Dagster
Install and run dagster
Create a dagster home folder
Open command line
Switch to the home holder
Create a python virtual environment
python -m venv env
This creates a 'env' folder under the home folder
Then switch to the virtual environment
/home/dagster_home/env/scripts/activate
Install dagster and dagit
pip install dagster dagit
Now every time it needs to enter the virtual environment to work.
e.g. E:\dagster>env\Scripts\activate
Create a new project
dagster project scaffold --name my-dagster-project
The command dagster project scaffold generates a folder structure with a single Dagster repository and other boilerplate files such as workspace.yaml. This helps you to quickly start with an empty project with everything set up.
Switch to the project folder
And run the User Interface through the dagit command. It requires a project (with workspace.yaml) to start the web ui.
dagit
This starts a web interface service at 127.0.0.1:3000
Set environment variable pointing to the home folder of the project! Note, the project folder, e.g. my-dagster-project
DAGSTER_HOME
Enable dagster scheduler by running below.
dagster-daemon run
If the environment variable is not set, this will fail. Start a daemon process in the same folder as your workspace.yaml file, but in a different shell or terminal.
Programming concepts in Dagster
Here simply covers a quick way to create a scheduled job to run python scripts (operations)
Op
An "Op" is the core unit of computation in Dagster.
Multiple Ops can be connected through specifying input/output of the ops.
Use decorator to write an Op:
@op
def load_data():
return ''
@op
def process_data(df):
pass
Job
A job is for executing Ops.
The core of a job is a graph of Ops connected via data dependencies.
Ops are linked together by defining the dependencies between their inputs and outputs.
For example, here it runs load_data op first.

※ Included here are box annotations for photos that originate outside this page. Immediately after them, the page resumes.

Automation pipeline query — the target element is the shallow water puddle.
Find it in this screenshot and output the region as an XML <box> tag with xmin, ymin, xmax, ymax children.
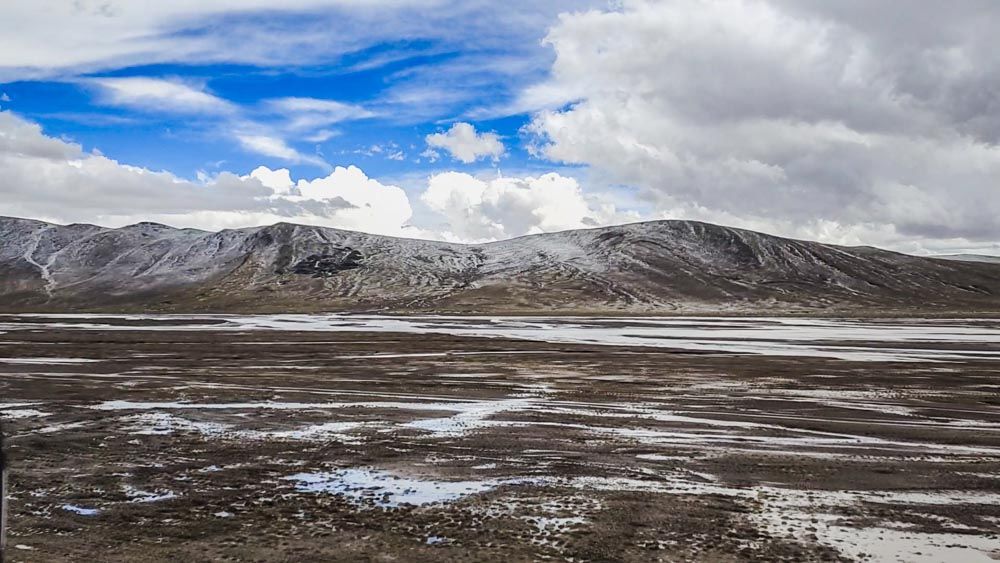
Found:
<box><xmin>285</xmin><ymin>469</ymin><xmax>503</xmax><ymax>508</ymax></box>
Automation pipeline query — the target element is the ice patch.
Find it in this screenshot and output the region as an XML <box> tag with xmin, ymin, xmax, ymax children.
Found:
<box><xmin>285</xmin><ymin>469</ymin><xmax>514</xmax><ymax>508</ymax></box>
<box><xmin>0</xmin><ymin>409</ymin><xmax>52</xmax><ymax>420</ymax></box>
<box><xmin>122</xmin><ymin>485</ymin><xmax>178</xmax><ymax>503</ymax></box>
<box><xmin>62</xmin><ymin>504</ymin><xmax>101</xmax><ymax>516</ymax></box>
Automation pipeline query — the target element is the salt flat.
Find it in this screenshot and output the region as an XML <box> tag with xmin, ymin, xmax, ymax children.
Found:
<box><xmin>0</xmin><ymin>315</ymin><xmax>1000</xmax><ymax>561</ymax></box>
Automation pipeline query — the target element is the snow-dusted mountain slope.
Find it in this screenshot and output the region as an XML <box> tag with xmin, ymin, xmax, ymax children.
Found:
<box><xmin>0</xmin><ymin>218</ymin><xmax>1000</xmax><ymax>313</ymax></box>
<box><xmin>931</xmin><ymin>254</ymin><xmax>1000</xmax><ymax>264</ymax></box>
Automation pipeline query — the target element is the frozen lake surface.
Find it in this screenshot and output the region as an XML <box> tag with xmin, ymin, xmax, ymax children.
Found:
<box><xmin>0</xmin><ymin>314</ymin><xmax>1000</xmax><ymax>362</ymax></box>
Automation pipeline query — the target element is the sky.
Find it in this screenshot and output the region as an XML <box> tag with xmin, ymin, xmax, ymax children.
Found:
<box><xmin>0</xmin><ymin>0</ymin><xmax>1000</xmax><ymax>255</ymax></box>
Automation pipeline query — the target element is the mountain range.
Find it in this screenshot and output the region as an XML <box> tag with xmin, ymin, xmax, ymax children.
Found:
<box><xmin>0</xmin><ymin>217</ymin><xmax>1000</xmax><ymax>314</ymax></box>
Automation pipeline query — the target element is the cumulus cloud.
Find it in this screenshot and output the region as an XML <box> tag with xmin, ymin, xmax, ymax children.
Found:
<box><xmin>0</xmin><ymin>111</ymin><xmax>635</xmax><ymax>242</ymax></box>
<box><xmin>0</xmin><ymin>111</ymin><xmax>412</xmax><ymax>235</ymax></box>
<box><xmin>522</xmin><ymin>0</ymin><xmax>1000</xmax><ymax>250</ymax></box>
<box><xmin>426</xmin><ymin>122</ymin><xmax>504</xmax><ymax>164</ymax></box>
<box><xmin>420</xmin><ymin>172</ymin><xmax>637</xmax><ymax>241</ymax></box>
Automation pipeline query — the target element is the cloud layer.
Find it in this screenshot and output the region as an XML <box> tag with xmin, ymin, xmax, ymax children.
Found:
<box><xmin>425</xmin><ymin>122</ymin><xmax>504</xmax><ymax>164</ymax></box>
<box><xmin>523</xmin><ymin>0</ymin><xmax>1000</xmax><ymax>253</ymax></box>
<box><xmin>0</xmin><ymin>111</ymin><xmax>620</xmax><ymax>242</ymax></box>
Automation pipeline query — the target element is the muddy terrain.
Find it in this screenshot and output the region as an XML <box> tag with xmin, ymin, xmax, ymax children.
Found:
<box><xmin>0</xmin><ymin>316</ymin><xmax>1000</xmax><ymax>562</ymax></box>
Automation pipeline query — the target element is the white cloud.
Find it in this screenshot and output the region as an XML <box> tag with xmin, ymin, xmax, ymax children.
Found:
<box><xmin>420</xmin><ymin>172</ymin><xmax>638</xmax><ymax>241</ymax></box>
<box><xmin>85</xmin><ymin>76</ymin><xmax>236</xmax><ymax>115</ymax></box>
<box><xmin>522</xmin><ymin>0</ymin><xmax>1000</xmax><ymax>244</ymax></box>
<box><xmin>426</xmin><ymin>122</ymin><xmax>504</xmax><ymax>164</ymax></box>
<box><xmin>267</xmin><ymin>98</ymin><xmax>375</xmax><ymax>132</ymax></box>
<box><xmin>236</xmin><ymin>133</ymin><xmax>330</xmax><ymax>168</ymax></box>
<box><xmin>0</xmin><ymin>112</ymin><xmax>636</xmax><ymax>241</ymax></box>
<box><xmin>0</xmin><ymin>111</ymin><xmax>411</xmax><ymax>236</ymax></box>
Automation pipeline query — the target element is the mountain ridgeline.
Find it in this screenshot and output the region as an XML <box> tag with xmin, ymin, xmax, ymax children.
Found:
<box><xmin>0</xmin><ymin>218</ymin><xmax>1000</xmax><ymax>314</ymax></box>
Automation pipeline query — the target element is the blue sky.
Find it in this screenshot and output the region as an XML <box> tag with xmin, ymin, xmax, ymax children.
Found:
<box><xmin>0</xmin><ymin>0</ymin><xmax>1000</xmax><ymax>254</ymax></box>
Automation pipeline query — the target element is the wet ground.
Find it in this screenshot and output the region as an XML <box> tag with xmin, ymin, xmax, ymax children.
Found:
<box><xmin>0</xmin><ymin>316</ymin><xmax>1000</xmax><ymax>561</ymax></box>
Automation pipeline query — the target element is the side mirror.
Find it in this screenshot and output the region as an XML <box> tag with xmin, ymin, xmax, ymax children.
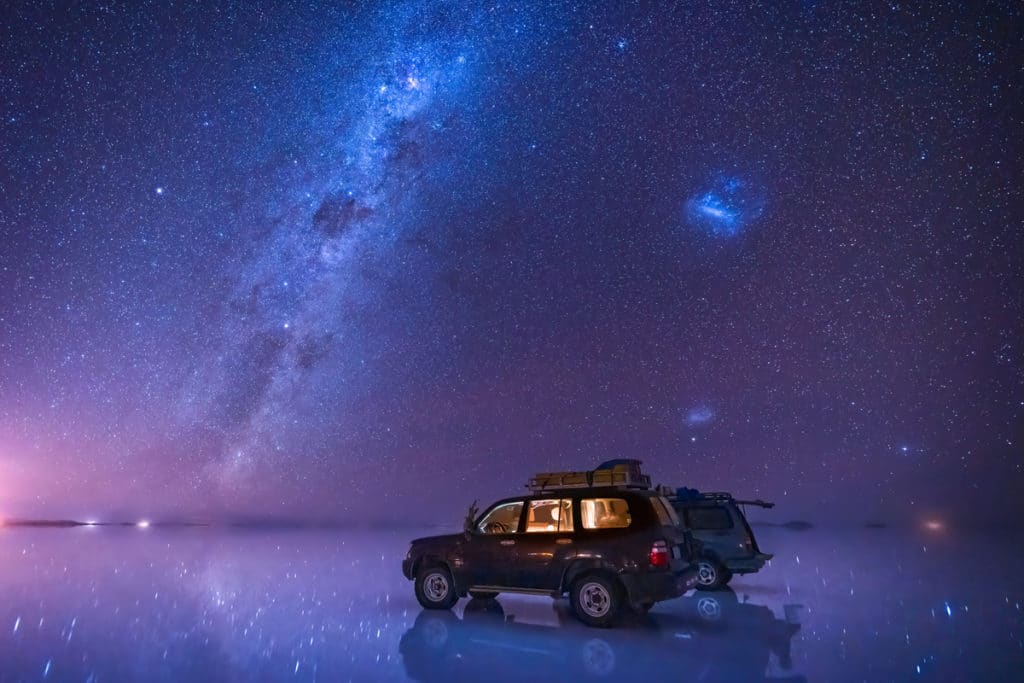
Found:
<box><xmin>462</xmin><ymin>501</ymin><xmax>480</xmax><ymax>541</ymax></box>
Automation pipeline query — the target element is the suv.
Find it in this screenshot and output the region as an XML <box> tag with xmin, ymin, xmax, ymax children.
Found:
<box><xmin>668</xmin><ymin>488</ymin><xmax>775</xmax><ymax>591</ymax></box>
<box><xmin>401</xmin><ymin>461</ymin><xmax>697</xmax><ymax>627</ymax></box>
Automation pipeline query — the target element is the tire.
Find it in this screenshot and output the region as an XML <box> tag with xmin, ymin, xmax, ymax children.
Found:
<box><xmin>696</xmin><ymin>556</ymin><xmax>732</xmax><ymax>591</ymax></box>
<box><xmin>569</xmin><ymin>573</ymin><xmax>623</xmax><ymax>628</ymax></box>
<box><xmin>416</xmin><ymin>564</ymin><xmax>459</xmax><ymax>609</ymax></box>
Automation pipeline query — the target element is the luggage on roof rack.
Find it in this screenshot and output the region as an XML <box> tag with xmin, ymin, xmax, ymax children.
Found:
<box><xmin>526</xmin><ymin>460</ymin><xmax>650</xmax><ymax>493</ymax></box>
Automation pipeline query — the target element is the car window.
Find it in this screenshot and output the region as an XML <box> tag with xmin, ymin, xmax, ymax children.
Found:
<box><xmin>476</xmin><ymin>501</ymin><xmax>522</xmax><ymax>533</ymax></box>
<box><xmin>650</xmin><ymin>496</ymin><xmax>679</xmax><ymax>526</ymax></box>
<box><xmin>686</xmin><ymin>505</ymin><xmax>732</xmax><ymax>530</ymax></box>
<box><xmin>526</xmin><ymin>498</ymin><xmax>572</xmax><ymax>533</ymax></box>
<box><xmin>580</xmin><ymin>498</ymin><xmax>633</xmax><ymax>528</ymax></box>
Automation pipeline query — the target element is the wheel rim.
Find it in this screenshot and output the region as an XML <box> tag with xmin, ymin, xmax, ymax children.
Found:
<box><xmin>580</xmin><ymin>581</ymin><xmax>611</xmax><ymax>618</ymax></box>
<box><xmin>697</xmin><ymin>560</ymin><xmax>718</xmax><ymax>586</ymax></box>
<box><xmin>423</xmin><ymin>571</ymin><xmax>451</xmax><ymax>602</ymax></box>
<box><xmin>697</xmin><ymin>598</ymin><xmax>722</xmax><ymax>621</ymax></box>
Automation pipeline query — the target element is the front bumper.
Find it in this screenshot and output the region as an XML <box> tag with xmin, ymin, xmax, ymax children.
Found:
<box><xmin>620</xmin><ymin>567</ymin><xmax>697</xmax><ymax>604</ymax></box>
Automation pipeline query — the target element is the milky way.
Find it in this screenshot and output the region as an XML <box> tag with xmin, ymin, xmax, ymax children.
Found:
<box><xmin>0</xmin><ymin>2</ymin><xmax>1024</xmax><ymax>520</ymax></box>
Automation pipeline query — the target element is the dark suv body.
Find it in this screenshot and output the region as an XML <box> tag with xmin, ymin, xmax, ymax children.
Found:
<box><xmin>402</xmin><ymin>486</ymin><xmax>696</xmax><ymax>626</ymax></box>
<box><xmin>669</xmin><ymin>488</ymin><xmax>774</xmax><ymax>591</ymax></box>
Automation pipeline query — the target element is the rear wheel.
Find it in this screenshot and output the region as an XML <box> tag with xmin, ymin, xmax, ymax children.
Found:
<box><xmin>416</xmin><ymin>565</ymin><xmax>459</xmax><ymax>609</ymax></box>
<box><xmin>697</xmin><ymin>557</ymin><xmax>732</xmax><ymax>591</ymax></box>
<box><xmin>570</xmin><ymin>573</ymin><xmax>623</xmax><ymax>627</ymax></box>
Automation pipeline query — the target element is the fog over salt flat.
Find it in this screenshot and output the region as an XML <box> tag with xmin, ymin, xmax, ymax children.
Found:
<box><xmin>0</xmin><ymin>526</ymin><xmax>1024</xmax><ymax>683</ymax></box>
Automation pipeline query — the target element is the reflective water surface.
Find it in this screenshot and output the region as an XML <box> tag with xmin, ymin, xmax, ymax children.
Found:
<box><xmin>0</xmin><ymin>527</ymin><xmax>1024</xmax><ymax>682</ymax></box>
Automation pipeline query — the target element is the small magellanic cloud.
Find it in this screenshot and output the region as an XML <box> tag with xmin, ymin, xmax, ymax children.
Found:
<box><xmin>686</xmin><ymin>405</ymin><xmax>715</xmax><ymax>427</ymax></box>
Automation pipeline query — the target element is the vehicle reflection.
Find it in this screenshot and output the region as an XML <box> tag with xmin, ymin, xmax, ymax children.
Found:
<box><xmin>399</xmin><ymin>591</ymin><xmax>805</xmax><ymax>683</ymax></box>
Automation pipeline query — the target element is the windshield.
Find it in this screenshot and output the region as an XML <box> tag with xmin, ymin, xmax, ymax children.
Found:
<box><xmin>476</xmin><ymin>501</ymin><xmax>522</xmax><ymax>533</ymax></box>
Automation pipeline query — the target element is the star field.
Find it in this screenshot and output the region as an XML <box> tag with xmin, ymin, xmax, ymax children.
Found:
<box><xmin>0</xmin><ymin>2</ymin><xmax>1024</xmax><ymax>521</ymax></box>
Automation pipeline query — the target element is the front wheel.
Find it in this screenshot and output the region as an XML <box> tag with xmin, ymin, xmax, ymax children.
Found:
<box><xmin>697</xmin><ymin>557</ymin><xmax>732</xmax><ymax>591</ymax></box>
<box><xmin>570</xmin><ymin>573</ymin><xmax>623</xmax><ymax>627</ymax></box>
<box><xmin>416</xmin><ymin>565</ymin><xmax>459</xmax><ymax>609</ymax></box>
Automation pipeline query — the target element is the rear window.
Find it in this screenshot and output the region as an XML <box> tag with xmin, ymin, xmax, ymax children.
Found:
<box><xmin>650</xmin><ymin>496</ymin><xmax>679</xmax><ymax>526</ymax></box>
<box><xmin>580</xmin><ymin>498</ymin><xmax>633</xmax><ymax>528</ymax></box>
<box><xmin>686</xmin><ymin>506</ymin><xmax>732</xmax><ymax>530</ymax></box>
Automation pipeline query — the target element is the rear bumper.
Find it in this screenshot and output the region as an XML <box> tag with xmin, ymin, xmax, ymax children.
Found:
<box><xmin>725</xmin><ymin>553</ymin><xmax>774</xmax><ymax>573</ymax></box>
<box><xmin>620</xmin><ymin>567</ymin><xmax>697</xmax><ymax>604</ymax></box>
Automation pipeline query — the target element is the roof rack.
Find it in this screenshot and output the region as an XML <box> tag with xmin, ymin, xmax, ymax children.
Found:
<box><xmin>526</xmin><ymin>460</ymin><xmax>650</xmax><ymax>494</ymax></box>
<box><xmin>668</xmin><ymin>488</ymin><xmax>775</xmax><ymax>508</ymax></box>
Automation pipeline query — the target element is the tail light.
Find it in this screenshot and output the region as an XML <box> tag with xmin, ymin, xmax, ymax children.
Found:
<box><xmin>649</xmin><ymin>541</ymin><xmax>669</xmax><ymax>567</ymax></box>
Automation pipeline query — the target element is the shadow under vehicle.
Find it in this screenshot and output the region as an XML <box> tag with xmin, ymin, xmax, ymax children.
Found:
<box><xmin>399</xmin><ymin>591</ymin><xmax>805</xmax><ymax>683</ymax></box>
<box><xmin>663</xmin><ymin>488</ymin><xmax>775</xmax><ymax>591</ymax></box>
<box><xmin>402</xmin><ymin>461</ymin><xmax>696</xmax><ymax>627</ymax></box>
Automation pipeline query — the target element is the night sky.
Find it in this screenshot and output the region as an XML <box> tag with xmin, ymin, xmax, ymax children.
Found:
<box><xmin>0</xmin><ymin>0</ymin><xmax>1024</xmax><ymax>524</ymax></box>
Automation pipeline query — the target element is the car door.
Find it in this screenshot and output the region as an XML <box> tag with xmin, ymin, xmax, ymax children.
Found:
<box><xmin>510</xmin><ymin>497</ymin><xmax>574</xmax><ymax>590</ymax></box>
<box><xmin>462</xmin><ymin>500</ymin><xmax>523</xmax><ymax>586</ymax></box>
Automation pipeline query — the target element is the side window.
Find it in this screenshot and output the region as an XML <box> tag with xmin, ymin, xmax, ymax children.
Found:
<box><xmin>526</xmin><ymin>498</ymin><xmax>572</xmax><ymax>533</ymax></box>
<box><xmin>686</xmin><ymin>505</ymin><xmax>732</xmax><ymax>531</ymax></box>
<box><xmin>476</xmin><ymin>501</ymin><xmax>522</xmax><ymax>533</ymax></box>
<box><xmin>580</xmin><ymin>498</ymin><xmax>633</xmax><ymax>528</ymax></box>
<box><xmin>650</xmin><ymin>496</ymin><xmax>679</xmax><ymax>526</ymax></box>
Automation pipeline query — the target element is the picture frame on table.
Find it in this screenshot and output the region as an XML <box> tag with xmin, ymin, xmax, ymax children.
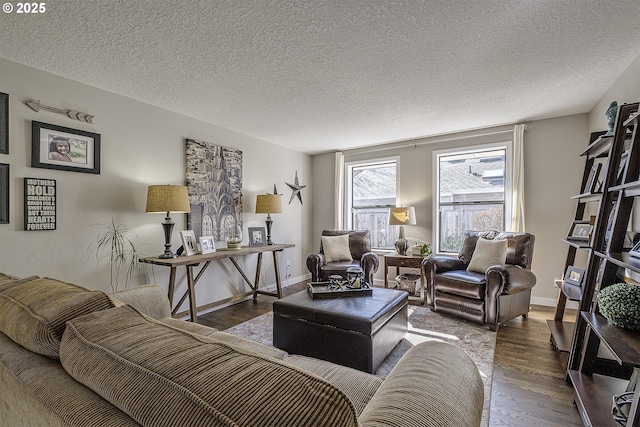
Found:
<box><xmin>31</xmin><ymin>120</ymin><xmax>100</xmax><ymax>174</ymax></box>
<box><xmin>180</xmin><ymin>230</ymin><xmax>198</xmax><ymax>256</ymax></box>
<box><xmin>200</xmin><ymin>236</ymin><xmax>216</xmax><ymax>255</ymax></box>
<box><xmin>249</xmin><ymin>227</ymin><xmax>267</xmax><ymax>247</ymax></box>
<box><xmin>567</xmin><ymin>221</ymin><xmax>593</xmax><ymax>242</ymax></box>
<box><xmin>0</xmin><ymin>92</ymin><xmax>9</xmax><ymax>154</ymax></box>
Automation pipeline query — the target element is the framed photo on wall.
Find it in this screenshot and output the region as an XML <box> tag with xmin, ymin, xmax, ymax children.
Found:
<box><xmin>249</xmin><ymin>227</ymin><xmax>267</xmax><ymax>246</ymax></box>
<box><xmin>31</xmin><ymin>120</ymin><xmax>100</xmax><ymax>174</ymax></box>
<box><xmin>180</xmin><ymin>230</ymin><xmax>198</xmax><ymax>256</ymax></box>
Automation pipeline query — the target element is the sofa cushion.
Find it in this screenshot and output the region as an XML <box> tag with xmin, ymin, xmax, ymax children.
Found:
<box><xmin>60</xmin><ymin>306</ymin><xmax>358</xmax><ymax>426</ymax></box>
<box><xmin>0</xmin><ymin>276</ymin><xmax>39</xmax><ymax>292</ymax></box>
<box><xmin>0</xmin><ymin>278</ymin><xmax>113</xmax><ymax>359</ymax></box>
<box><xmin>467</xmin><ymin>239</ymin><xmax>508</xmax><ymax>274</ymax></box>
<box><xmin>320</xmin><ymin>234</ymin><xmax>352</xmax><ymax>262</ymax></box>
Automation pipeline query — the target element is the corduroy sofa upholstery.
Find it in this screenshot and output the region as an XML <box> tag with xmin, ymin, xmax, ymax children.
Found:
<box><xmin>0</xmin><ymin>273</ymin><xmax>484</xmax><ymax>427</ymax></box>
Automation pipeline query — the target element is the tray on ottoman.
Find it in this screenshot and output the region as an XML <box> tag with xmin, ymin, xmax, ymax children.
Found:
<box><xmin>273</xmin><ymin>288</ymin><xmax>408</xmax><ymax>373</ymax></box>
<box><xmin>307</xmin><ymin>282</ymin><xmax>373</xmax><ymax>299</ymax></box>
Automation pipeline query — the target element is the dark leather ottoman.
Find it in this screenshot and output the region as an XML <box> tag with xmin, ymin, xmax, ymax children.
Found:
<box><xmin>273</xmin><ymin>288</ymin><xmax>408</xmax><ymax>373</ymax></box>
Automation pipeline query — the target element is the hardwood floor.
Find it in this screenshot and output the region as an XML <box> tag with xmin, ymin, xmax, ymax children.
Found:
<box><xmin>199</xmin><ymin>283</ymin><xmax>582</xmax><ymax>427</ymax></box>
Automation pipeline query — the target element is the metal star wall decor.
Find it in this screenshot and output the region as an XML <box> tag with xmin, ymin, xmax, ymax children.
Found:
<box><xmin>285</xmin><ymin>171</ymin><xmax>306</xmax><ymax>204</ymax></box>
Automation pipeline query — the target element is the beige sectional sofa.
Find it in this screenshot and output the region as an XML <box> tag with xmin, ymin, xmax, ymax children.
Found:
<box><xmin>0</xmin><ymin>273</ymin><xmax>483</xmax><ymax>427</ymax></box>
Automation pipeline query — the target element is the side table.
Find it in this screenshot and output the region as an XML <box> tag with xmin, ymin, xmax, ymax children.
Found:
<box><xmin>384</xmin><ymin>252</ymin><xmax>425</xmax><ymax>305</ymax></box>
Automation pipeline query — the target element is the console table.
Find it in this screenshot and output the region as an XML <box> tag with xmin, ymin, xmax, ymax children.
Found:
<box><xmin>384</xmin><ymin>252</ymin><xmax>425</xmax><ymax>305</ymax></box>
<box><xmin>142</xmin><ymin>243</ymin><xmax>295</xmax><ymax>323</ymax></box>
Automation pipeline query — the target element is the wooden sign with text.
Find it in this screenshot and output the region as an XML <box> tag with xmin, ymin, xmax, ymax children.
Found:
<box><xmin>24</xmin><ymin>178</ymin><xmax>56</xmax><ymax>231</ymax></box>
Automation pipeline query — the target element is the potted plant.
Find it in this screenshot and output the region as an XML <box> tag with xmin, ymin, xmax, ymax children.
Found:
<box><xmin>89</xmin><ymin>218</ymin><xmax>148</xmax><ymax>292</ymax></box>
<box><xmin>598</xmin><ymin>283</ymin><xmax>640</xmax><ymax>330</ymax></box>
<box><xmin>420</xmin><ymin>243</ymin><xmax>433</xmax><ymax>257</ymax></box>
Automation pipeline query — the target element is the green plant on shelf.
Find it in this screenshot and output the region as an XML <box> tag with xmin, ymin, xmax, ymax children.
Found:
<box><xmin>598</xmin><ymin>283</ymin><xmax>640</xmax><ymax>330</ymax></box>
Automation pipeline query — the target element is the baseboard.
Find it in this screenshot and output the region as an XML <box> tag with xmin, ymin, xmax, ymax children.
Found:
<box><xmin>531</xmin><ymin>297</ymin><xmax>579</xmax><ymax>310</ymax></box>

The output is fed into process_data so there is a dependency between load_data and process_data ops.
@job
def do_something():
df = load_data()
process_data(df)
Graph
Note a job can contain Ops directly without defining a graph of Ops.
However, it may be good to define a graph of Ops first, and then instantiate the graph as different jobs depending on context/parameters.
#graph
Def my_graph() :
df = load_data()
process_data(df)
Note this is the same as the job definition above.
To run the graph as a job
My_config = {"param": "hello"}
@job(config=My_config)
Def run_a_graph()
my_graph()
The good thing is that you can set a config / context for the job so it can run the graph accordingly.
Schedule
To run a job by schedule, it needs specify the schedule within the script as well.
It uses cron to specify the time. This can be updated later through the UI too.
job_schedule = ScheduleDefinition(job=do_something, cron_schedule="0 0 * * *")
Dagster use 5 digit cron expression for specifying schedules as in below.
# ┌───────────── minute (0 - 59)
# │ ┌───────────── hour (0 - 23)
# │ │ ┌───────────── day of the month (1 - 31)
# │ │ │ ┌───────────── month (1 - 12)
# │ │ │ │ ┌───────────── day of the week (0 - 6) (Sunday to Saturday;
# │ │ │ │ │ 7 is also Sunday on some systems)
# │ │ │ │ │
# │ │ │ │ │
# * * * * * <command to execute>
A * means for every minute/hour/day/ of the field.
A number means the schedule is for that specific minute/hour/day/...
Sensor
A job can be triggered by not only schedule but also external condition.
A sensor checks if the external condition is met, e.g. Temperature is higher than a threshold, then runs the job.
@sensor(job=do_something)
def job_sensor():
external_condition = True #do the check here
if external_condition:
yield RunRequest(run_key=None, run_config={})
Repository
This is optional. It simply lists the job, asset, schedule, etc. So it can be viewed as a repository
@repository
def my_repository():
return [
job_1,
job_schedule,
job_sensor,
]
There is also an import concept of ASSET which is for persisted storage of data. Once materialized the persisted data is stored locally? Need to check doco.
Run jobs
In Dagster, the Ops, Jobs, schedule, etc. Need to be written in a python script, and then use the Dagit command to run it. There are 3 ways to run one-off executions:
Dagit, Dagster CLI, or Python APIs.
To schedule the job to run, make sure the Dagster-daemon is running.
Option 1.
in the python script, set the schedule status to running by default.
my_running_schedule = ScheduleDefinition(
job=my_job, cron_schedule="0 9 * * *", default_status=DefaultScheduleStatus.RUNNING
)
when run dagit, the schedule will be automatically run.
once run, event dagit command is closed, it will still be running through the daemon.
Option 2.
from the dagit web UI, manually enable the scheduler.
Option 3.
Use dagster command to start/stop a schedule
dagster schedule start schedule_name
dagster schedule stop schedule_name
To keep the dagster-daemon live on the server, can just register it as a windows service using NSSM.
NSSM service for dagster on windows
download the nssm zip file and unzip
go to the directory of the nssm.exe, from command line run 'nssm.exe install'
It pops up a window for creating a new service
firstly register the dagit as a service. In the NSSM window put in:
Application Path: D:\dagster\env\Scripts\python.exe (where the python.exe is, either in a virtual env or other python installation)
Startup directory: D:\dagster\my-dagster-project (where the workspace.yaml file is)
Arguments: -m dagit (running the dagit python module)
Service name: whatever name...
In the Details page you may also put in descriptino, in the Log On page, you may choose local system account or a specific account to run the service
secondly register the daemon as a service, put in:
Application Path: D:\dagster\env\Scripts\dagster-daemon.exe (note the daemon exe file, not runing python.exe)
Startup directory: D:\dagster\my-dagster-project (where the workspace.yaml file is)
Arguments: run (i.e. dagster-daemon run)
Service name: whatever name...
To delete a service, from command line run 'nssm.exe remove' and then put in the service name. It may need to stop the service first and referesh services list to see it disappear.